= Larry Elsner =

American sculptor and academic

Larry Elsner (1930-1990) was an art professor, sculptor, and sketchbook artist who taught at Utah State University for thirty years. Known throughout the world for his art, he lived most of his life in Logan, Utah with his wife Yoko Yamakawa until his death on March 27, 1990.

== Early life ==
Elsner was born in Gooding, Idaho in 1930 and was raised on his family's ranch. This environment had a profound effect on him, and he would bring these influences with him to his work. In 1948 he enrolled in the University of Idaho and graduated in 1951. Two years later, he joined the United States Navy.
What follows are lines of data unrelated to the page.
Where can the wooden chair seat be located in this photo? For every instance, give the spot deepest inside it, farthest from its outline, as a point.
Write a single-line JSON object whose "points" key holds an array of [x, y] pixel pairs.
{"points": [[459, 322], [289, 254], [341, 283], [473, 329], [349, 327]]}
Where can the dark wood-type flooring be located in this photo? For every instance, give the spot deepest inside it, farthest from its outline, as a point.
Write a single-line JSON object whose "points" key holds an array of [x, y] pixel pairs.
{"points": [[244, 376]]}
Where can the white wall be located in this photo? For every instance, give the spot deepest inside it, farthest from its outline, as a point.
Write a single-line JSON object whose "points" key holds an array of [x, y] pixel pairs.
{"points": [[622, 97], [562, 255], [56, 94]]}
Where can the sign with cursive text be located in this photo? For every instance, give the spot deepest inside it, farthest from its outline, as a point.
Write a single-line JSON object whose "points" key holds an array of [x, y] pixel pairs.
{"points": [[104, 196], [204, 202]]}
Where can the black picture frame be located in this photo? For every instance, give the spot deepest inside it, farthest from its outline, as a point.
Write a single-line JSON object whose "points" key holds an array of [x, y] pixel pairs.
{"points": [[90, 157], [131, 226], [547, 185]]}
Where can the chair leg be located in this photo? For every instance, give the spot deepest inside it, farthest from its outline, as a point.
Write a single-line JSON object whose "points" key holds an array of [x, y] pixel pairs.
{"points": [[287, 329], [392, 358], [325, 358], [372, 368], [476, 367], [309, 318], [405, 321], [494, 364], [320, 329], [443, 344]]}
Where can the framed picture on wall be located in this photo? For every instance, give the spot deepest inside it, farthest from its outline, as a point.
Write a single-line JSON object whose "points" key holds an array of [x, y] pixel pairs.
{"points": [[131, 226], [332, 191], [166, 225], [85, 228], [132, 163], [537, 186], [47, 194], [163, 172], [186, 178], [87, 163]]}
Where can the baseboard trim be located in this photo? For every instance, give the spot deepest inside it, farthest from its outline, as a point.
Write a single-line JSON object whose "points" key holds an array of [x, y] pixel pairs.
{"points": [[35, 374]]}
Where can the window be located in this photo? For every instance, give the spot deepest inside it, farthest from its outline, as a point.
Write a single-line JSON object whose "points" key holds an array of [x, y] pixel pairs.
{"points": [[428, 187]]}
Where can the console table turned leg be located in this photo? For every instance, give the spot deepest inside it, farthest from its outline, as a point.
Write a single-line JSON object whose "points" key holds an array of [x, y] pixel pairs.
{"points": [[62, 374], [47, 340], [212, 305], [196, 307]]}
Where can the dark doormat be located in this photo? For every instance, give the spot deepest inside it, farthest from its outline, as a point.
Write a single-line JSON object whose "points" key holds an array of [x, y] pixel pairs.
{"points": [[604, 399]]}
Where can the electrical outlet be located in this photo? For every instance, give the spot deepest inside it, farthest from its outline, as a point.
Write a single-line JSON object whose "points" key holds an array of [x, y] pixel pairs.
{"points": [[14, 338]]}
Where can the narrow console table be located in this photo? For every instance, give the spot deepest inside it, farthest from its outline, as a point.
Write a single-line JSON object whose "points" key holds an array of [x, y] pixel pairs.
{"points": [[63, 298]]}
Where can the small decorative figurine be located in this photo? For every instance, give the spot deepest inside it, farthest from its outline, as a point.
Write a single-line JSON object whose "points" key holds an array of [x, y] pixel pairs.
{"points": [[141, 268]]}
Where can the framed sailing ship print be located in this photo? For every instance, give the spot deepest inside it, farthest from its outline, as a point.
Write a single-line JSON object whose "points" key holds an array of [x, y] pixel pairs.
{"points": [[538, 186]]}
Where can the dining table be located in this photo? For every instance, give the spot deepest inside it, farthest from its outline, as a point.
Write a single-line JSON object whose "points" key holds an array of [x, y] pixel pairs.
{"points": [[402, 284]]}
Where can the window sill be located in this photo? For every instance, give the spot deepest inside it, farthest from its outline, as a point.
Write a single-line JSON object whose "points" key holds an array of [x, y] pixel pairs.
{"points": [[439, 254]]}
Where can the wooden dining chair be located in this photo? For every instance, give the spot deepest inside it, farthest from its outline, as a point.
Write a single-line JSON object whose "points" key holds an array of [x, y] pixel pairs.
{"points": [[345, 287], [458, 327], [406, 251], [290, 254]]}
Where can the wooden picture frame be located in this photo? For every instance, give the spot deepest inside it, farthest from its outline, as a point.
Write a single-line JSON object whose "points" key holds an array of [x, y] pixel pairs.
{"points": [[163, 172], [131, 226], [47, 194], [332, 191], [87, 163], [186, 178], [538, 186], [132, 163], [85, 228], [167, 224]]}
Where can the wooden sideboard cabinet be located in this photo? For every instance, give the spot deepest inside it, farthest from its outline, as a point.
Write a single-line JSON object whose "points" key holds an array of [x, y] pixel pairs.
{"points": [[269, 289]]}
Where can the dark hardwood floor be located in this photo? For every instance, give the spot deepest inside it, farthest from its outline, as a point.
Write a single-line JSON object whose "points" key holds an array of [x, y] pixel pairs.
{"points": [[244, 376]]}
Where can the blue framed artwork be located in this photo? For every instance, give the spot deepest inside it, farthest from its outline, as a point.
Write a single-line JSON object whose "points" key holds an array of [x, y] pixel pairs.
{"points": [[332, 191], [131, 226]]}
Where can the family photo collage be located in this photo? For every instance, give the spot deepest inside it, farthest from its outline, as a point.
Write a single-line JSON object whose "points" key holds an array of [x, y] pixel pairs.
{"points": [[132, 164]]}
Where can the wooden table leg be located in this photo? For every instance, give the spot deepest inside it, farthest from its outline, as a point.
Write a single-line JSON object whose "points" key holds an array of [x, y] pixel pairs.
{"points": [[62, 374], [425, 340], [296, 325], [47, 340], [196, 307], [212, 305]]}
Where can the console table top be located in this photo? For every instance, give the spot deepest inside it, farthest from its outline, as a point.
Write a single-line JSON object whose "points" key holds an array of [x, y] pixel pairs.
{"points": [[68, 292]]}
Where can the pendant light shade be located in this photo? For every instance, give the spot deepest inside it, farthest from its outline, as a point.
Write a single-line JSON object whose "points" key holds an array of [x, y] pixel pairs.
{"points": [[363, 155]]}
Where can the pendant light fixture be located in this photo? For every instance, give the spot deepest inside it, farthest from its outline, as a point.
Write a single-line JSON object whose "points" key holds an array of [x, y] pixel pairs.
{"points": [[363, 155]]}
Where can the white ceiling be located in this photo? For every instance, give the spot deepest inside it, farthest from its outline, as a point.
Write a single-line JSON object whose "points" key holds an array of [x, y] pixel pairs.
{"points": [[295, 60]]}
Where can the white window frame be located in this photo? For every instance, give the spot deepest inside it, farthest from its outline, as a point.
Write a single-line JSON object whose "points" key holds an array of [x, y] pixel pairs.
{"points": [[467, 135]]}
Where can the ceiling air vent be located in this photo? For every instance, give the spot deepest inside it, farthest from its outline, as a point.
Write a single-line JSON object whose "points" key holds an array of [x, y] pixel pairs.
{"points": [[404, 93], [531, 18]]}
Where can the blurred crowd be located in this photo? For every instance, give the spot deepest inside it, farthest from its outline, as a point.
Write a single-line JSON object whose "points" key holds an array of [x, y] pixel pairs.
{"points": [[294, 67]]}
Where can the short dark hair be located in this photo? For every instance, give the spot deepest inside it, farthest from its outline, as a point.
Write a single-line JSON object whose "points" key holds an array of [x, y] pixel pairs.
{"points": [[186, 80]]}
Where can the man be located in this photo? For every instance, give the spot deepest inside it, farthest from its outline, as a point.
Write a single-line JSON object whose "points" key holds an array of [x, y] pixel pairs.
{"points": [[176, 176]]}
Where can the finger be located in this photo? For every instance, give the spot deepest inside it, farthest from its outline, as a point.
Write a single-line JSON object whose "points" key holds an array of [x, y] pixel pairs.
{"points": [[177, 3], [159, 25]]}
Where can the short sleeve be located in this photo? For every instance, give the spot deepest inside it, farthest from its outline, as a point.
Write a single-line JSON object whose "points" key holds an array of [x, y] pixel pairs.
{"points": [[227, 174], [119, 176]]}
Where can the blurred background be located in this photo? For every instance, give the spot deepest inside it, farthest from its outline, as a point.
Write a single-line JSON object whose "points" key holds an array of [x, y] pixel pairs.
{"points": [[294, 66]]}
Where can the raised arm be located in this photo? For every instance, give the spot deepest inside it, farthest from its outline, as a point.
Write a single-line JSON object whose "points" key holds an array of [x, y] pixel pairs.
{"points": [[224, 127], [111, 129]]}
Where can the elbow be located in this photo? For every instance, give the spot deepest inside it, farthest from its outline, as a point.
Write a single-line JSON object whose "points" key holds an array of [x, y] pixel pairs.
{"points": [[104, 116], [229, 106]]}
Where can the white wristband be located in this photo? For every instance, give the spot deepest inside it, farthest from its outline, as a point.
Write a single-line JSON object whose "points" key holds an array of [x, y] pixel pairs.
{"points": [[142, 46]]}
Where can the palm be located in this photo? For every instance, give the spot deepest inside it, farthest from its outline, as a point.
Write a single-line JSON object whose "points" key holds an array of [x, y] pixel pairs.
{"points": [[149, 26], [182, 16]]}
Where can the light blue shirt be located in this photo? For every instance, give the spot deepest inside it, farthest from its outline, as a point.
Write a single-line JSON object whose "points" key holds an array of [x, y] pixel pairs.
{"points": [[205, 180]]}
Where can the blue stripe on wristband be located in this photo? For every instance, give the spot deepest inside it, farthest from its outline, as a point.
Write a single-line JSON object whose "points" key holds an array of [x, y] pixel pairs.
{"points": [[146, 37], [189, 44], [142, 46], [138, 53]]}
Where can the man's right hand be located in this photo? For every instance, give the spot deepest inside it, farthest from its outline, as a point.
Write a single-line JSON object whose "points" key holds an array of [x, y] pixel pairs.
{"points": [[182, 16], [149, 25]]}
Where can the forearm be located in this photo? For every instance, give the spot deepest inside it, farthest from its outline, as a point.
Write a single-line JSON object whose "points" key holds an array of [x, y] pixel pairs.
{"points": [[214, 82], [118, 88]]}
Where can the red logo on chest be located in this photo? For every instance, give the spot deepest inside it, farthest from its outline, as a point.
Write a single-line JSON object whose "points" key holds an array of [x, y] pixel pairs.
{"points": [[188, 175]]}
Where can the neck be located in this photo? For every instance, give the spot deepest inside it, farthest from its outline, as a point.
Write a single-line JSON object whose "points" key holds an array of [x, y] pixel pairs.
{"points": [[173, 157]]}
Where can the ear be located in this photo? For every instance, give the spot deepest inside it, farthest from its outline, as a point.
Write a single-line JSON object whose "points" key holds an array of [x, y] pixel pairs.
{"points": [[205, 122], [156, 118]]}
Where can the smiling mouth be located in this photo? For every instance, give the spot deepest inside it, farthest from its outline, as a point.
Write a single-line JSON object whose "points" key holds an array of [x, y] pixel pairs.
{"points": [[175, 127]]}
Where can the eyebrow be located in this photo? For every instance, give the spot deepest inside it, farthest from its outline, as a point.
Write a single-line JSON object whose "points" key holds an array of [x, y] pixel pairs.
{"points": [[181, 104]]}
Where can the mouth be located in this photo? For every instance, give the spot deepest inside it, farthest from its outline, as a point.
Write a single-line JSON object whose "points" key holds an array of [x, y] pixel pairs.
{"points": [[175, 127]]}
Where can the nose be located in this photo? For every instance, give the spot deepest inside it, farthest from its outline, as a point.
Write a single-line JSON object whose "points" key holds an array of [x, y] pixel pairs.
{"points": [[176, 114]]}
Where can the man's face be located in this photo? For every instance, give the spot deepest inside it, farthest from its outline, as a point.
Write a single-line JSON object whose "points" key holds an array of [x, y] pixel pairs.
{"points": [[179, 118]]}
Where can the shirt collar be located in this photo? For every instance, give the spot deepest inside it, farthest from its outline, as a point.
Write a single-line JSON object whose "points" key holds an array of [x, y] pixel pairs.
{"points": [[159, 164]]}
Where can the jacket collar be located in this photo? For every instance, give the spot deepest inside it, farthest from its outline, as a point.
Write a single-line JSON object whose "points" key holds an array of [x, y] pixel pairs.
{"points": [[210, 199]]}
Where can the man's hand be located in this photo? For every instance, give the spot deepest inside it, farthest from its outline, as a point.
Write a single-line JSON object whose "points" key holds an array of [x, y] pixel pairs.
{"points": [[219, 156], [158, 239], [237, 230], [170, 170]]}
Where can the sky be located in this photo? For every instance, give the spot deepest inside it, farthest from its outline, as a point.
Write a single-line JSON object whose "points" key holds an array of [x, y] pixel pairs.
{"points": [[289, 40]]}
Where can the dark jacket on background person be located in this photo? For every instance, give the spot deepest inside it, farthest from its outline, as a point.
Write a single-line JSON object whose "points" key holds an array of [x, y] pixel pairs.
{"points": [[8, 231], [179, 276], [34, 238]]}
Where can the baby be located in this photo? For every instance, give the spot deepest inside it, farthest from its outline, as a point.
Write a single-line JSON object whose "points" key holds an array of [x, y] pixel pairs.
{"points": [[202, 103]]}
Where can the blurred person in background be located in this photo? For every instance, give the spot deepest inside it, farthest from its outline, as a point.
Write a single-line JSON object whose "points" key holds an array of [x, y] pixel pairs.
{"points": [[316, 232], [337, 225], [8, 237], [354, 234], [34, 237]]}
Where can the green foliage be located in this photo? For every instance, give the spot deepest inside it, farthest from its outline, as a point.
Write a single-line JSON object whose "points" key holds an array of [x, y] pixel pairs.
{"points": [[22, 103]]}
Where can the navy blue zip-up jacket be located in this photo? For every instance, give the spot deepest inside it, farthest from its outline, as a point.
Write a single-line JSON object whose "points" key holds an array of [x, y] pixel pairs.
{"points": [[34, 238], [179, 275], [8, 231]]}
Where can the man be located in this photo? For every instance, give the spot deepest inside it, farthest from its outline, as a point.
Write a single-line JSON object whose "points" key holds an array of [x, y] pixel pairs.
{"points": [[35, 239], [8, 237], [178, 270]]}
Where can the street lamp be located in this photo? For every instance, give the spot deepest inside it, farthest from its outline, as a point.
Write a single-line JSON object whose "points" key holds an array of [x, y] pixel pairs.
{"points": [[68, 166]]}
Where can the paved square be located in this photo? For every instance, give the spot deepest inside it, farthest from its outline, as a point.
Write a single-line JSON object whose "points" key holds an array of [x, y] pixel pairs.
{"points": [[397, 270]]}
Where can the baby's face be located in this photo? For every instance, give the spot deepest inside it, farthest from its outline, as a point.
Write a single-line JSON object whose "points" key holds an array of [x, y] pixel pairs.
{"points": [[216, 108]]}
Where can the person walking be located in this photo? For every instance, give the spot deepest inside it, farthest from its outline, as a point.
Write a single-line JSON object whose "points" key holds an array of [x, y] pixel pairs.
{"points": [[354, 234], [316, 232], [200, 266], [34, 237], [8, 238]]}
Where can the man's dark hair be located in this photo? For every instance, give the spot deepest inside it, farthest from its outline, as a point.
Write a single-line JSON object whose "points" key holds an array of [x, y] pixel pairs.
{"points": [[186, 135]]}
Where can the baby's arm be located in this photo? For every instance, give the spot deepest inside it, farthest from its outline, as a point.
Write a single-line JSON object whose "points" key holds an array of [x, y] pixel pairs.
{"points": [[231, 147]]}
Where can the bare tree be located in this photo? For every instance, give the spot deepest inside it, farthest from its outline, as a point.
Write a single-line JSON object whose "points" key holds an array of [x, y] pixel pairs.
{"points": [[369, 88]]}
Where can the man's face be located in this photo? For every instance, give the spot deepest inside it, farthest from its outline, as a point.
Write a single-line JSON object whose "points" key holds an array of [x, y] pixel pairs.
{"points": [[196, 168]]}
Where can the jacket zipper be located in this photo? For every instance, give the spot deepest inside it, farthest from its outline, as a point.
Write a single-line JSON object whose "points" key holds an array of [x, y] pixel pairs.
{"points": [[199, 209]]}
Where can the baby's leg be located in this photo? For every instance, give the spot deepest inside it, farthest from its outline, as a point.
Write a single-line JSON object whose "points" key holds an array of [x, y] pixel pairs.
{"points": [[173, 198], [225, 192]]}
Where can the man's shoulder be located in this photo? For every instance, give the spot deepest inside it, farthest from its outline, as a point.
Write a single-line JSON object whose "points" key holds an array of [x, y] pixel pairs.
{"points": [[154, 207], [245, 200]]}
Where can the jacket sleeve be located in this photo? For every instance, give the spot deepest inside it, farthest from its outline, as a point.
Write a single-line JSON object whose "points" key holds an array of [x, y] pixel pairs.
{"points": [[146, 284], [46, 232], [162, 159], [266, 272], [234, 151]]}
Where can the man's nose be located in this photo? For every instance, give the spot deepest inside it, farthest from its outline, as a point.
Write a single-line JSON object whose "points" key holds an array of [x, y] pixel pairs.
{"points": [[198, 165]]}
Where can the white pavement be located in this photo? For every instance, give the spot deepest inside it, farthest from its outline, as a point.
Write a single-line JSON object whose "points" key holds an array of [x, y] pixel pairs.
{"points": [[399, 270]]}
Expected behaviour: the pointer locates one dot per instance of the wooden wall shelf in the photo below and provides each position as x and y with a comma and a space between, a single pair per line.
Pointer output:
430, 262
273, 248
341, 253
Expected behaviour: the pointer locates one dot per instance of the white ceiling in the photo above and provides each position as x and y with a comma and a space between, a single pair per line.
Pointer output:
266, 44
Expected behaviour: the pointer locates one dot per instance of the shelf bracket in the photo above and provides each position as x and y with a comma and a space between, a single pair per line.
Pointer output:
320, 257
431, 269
In 1955, he left the Navy and attended Utah State University, from which he graduated with a Bachelor's in Fine Arts in 1957. He then went to Columbia University where he studied under Oronzio Maldarelli, earning a Master's degree in 1958. In addition to these degrees, Elsner also studied metalsmithing at the Cranbrook Academy of Art and sculpture and pottery at the Archie Bray Foundation.

== Professorship and professional artwork ==
In 1960, Elsner joined the faculty at Utah State, teaching anatomy, drawing, ceramics, metalsmithing, jewelry casting and sculpture. During this time, he worked on art projects of his own in bronze, stone, plaster, clay, metal and wood. He would often use his own work as a model for his students. As a product of his creative process, Elsner created hundreds detailed and precise sketched studies, some of which became artworks in and of themselves. These sketchbooks are currently stored in the Special Collections and Archives department of the Merrill-Cazier Library at Utah State University. A digital collection of many of these drawings can be found here in an exhibit in USU's Digital History Collections.

== Interracial marriage and its effects ==

=== In America ===
Logan, Utah was not unlike the rest of the states during the time of the Civil Rights Movement. As a result, the marriage of Elsner and Yoko Yamakawa was not well-accepted by the local community. Some of Elsner's former friends would not speak to him because of his decisions, and although his wife was a skilled microbiologist, she was not able to get a professorship at the University. Her highest level of work was that of a research supervisor.

=== In Japan ===
Upon Elsner's first visit with his wife to Japan, he was welcomed warmly and treated very well. The Japanese people, especially in Tokyo, loved his sculptures, particularly because they were unglazed. His previous research in Chinese art forms and history had opened the door to more research into Asian art and Asian studies in general. These factors combined with his skill in sculpture and other art forms gave him the leverage he needed to open four one-man exhibits in Tokyo, each of them receiving critical approval. His visits to Japan led to an oriental influence on his art which was valued both in Japan and in America.

== Awards ==
In 1962, Elsner won the Ford Foundation Purchase Award. He also won three merit awards at the Utah Designer Craftsman Show.